India has launched intensive efforts to re-establish links with the people of Afghanistan. Two diplomatic teams have visited the capital Kabul and the Indian embassy is expected to reopen later in the month. But in addition to diplomats, the nation's popular film industry is expected to play a key role in reviving links between India and Afghanistan.

After the Taleban takeover of Afghanistan in 1996 such sounds were banned in the country, by a regime that believed seeing movies and listening to music was immoral.

The reopening of Kabul's leading movie theater, after the Northern Alliance took control of the city last month, excited not just the city's residents - but also India's massive film industry, popularly known as Bollywood.

That is not surprising. The second film to be screened in a packed Kabul theater was a Hindi movie. Although most Afghans do not understand the Hindi language, these films are hugely popular in Afghanistan and until the 80s it was one of the largest overseas markets for Bollywood films.

Afghans are not unusual in this regard. The appeal of Hindi movies extends across large parts of Asia and these films are widely screened in several Asian countries. Indian film stars are icons in many neighboring nations. The typical Hindi movie is a romance, a "lived happily ever after" story played out by glamorous heroines and heroes against a backdrop of songs and dances.

Anil Nagrath, spokesman for the Association of Motion Picture and Television Programmers in Bombay says Indian film stars have a massive fan following in Afghanistan, even though movies were not screened for several years. He says Hindi films are bound to find a huge audience in a country starved of entertainment for long years.

"Obviously it will take time to build the infrastructure, but people who have been deprived of the entertainment are really going to throng to it in massive doses to watch such films," he says, "because the Hindi film basically has the whole entertainment package. You have music, you have action, you have entertainment, you have emotions."

As the conflict in Afghanistan winds down, Bollywood is already eyeing it as a potential market.

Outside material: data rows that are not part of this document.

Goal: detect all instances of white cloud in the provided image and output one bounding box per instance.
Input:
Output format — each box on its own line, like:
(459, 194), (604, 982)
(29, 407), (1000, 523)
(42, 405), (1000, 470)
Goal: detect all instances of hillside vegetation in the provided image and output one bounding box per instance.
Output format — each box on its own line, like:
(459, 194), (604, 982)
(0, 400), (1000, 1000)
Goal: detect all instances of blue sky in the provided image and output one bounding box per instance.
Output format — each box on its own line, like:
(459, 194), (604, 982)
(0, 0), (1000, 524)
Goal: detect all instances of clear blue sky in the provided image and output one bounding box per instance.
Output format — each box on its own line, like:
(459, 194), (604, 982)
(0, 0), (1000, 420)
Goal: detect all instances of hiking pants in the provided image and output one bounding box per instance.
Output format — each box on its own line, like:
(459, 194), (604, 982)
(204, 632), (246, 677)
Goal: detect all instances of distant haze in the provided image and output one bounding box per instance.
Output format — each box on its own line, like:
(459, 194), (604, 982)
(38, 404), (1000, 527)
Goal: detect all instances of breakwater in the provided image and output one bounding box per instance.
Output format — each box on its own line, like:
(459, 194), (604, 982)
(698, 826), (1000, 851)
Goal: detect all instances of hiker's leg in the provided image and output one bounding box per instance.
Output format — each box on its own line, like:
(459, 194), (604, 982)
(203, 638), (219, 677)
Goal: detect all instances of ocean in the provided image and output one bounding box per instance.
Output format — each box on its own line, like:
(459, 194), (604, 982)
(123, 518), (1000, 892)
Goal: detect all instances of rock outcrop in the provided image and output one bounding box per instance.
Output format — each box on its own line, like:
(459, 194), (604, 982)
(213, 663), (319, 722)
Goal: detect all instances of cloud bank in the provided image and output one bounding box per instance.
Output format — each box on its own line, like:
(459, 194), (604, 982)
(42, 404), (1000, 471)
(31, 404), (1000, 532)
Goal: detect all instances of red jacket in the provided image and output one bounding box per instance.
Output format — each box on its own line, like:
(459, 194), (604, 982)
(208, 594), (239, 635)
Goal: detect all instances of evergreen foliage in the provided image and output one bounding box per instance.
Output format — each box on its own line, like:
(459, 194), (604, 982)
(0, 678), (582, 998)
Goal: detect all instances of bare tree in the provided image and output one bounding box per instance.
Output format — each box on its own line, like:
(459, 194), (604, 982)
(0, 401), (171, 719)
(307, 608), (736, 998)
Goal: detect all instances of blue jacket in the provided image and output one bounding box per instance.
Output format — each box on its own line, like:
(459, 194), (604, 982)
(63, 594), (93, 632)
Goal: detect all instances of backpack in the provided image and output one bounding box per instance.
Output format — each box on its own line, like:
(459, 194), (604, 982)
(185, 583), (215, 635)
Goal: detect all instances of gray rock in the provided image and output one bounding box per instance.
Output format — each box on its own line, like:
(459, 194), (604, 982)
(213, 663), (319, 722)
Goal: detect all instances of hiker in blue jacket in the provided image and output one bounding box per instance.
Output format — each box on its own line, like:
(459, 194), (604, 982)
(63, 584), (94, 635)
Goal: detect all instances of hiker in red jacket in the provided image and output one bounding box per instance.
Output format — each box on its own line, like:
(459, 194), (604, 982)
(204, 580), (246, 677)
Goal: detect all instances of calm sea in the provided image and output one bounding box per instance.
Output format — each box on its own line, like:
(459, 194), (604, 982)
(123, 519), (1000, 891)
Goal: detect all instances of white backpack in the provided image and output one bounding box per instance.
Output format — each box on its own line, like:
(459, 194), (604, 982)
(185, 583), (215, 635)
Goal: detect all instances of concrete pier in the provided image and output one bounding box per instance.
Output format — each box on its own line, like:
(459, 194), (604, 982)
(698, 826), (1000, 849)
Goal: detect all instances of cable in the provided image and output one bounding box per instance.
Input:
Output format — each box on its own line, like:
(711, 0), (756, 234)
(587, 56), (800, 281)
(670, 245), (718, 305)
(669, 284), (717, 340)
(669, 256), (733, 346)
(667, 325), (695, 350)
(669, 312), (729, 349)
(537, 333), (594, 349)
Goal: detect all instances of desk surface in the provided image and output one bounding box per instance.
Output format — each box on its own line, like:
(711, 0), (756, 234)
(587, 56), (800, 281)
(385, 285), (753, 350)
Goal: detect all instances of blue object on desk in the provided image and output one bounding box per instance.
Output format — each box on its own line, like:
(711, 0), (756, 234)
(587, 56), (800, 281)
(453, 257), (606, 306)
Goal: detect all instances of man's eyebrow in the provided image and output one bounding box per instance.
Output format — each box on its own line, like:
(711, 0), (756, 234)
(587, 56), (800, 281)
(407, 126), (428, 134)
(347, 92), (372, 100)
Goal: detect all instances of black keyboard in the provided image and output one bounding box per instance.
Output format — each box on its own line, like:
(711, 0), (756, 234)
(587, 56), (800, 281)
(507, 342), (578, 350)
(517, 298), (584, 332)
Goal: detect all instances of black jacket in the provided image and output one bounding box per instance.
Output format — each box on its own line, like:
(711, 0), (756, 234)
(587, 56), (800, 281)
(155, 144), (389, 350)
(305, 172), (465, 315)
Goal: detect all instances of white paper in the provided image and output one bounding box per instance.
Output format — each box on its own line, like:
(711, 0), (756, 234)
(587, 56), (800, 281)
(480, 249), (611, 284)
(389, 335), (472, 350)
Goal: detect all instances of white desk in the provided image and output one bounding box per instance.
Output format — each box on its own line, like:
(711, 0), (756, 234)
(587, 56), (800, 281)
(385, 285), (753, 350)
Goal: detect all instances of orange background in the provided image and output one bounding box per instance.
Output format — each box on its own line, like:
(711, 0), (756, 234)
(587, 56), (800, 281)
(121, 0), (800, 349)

One film producer, Aruna Irani, has already planned to release her new film Yeh Dil Aashiqanaa - "The romantic heart" simultaneously in Kabul and New Delhi in mid-January and says the profits in Afghanistan will be donated to help Afghan children.

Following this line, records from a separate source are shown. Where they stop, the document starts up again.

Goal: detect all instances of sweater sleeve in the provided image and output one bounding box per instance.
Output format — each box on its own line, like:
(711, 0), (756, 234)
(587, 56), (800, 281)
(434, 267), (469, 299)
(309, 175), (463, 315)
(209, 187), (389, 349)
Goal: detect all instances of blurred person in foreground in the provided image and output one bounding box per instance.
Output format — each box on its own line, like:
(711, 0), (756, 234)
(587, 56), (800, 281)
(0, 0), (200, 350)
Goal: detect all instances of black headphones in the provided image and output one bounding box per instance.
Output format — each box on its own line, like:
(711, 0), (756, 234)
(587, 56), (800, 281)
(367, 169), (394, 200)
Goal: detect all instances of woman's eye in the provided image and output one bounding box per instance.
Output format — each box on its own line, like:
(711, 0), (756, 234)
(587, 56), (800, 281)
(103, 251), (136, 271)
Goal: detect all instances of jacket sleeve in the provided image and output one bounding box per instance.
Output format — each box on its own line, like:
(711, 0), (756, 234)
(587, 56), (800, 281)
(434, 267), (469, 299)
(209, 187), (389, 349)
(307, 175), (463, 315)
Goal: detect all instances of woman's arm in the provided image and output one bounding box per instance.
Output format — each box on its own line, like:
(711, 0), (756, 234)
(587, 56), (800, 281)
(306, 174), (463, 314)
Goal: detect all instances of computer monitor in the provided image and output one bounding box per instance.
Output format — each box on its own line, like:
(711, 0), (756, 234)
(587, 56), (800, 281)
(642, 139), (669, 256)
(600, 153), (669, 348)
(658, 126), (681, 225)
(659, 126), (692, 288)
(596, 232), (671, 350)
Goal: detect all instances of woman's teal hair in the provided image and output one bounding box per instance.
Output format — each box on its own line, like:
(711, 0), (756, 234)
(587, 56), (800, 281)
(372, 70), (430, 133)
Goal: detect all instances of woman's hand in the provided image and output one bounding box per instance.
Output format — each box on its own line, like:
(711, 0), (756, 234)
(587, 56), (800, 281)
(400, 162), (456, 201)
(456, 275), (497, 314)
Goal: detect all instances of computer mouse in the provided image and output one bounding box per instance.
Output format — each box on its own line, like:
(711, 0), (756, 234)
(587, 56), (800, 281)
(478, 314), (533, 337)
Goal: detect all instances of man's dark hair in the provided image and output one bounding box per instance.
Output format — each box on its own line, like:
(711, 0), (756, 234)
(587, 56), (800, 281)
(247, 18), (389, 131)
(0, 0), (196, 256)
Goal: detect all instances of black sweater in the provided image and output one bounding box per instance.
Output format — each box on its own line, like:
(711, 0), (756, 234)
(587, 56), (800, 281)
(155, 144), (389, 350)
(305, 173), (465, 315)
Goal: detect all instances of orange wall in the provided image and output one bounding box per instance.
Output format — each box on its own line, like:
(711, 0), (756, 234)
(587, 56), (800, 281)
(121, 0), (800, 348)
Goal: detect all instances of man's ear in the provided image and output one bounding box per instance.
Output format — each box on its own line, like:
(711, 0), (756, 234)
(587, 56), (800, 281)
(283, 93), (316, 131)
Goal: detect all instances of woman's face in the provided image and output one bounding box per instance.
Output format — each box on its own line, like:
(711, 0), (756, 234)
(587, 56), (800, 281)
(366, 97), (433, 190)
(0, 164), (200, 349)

So powerful is the appeal of Hindi films, that India's foreign ministry is even using them as a diplomatic tool. The two diplomatic missions that visited Kabul in recent weeks carried tons of medicines and dozens of videos of the latest Hindi films and audio tapes of popular film songs.

The gift was inspired by Indian television reports showing Afghans thronging a movie theater in Kabul and Hindi film posters plastered on walls in the background.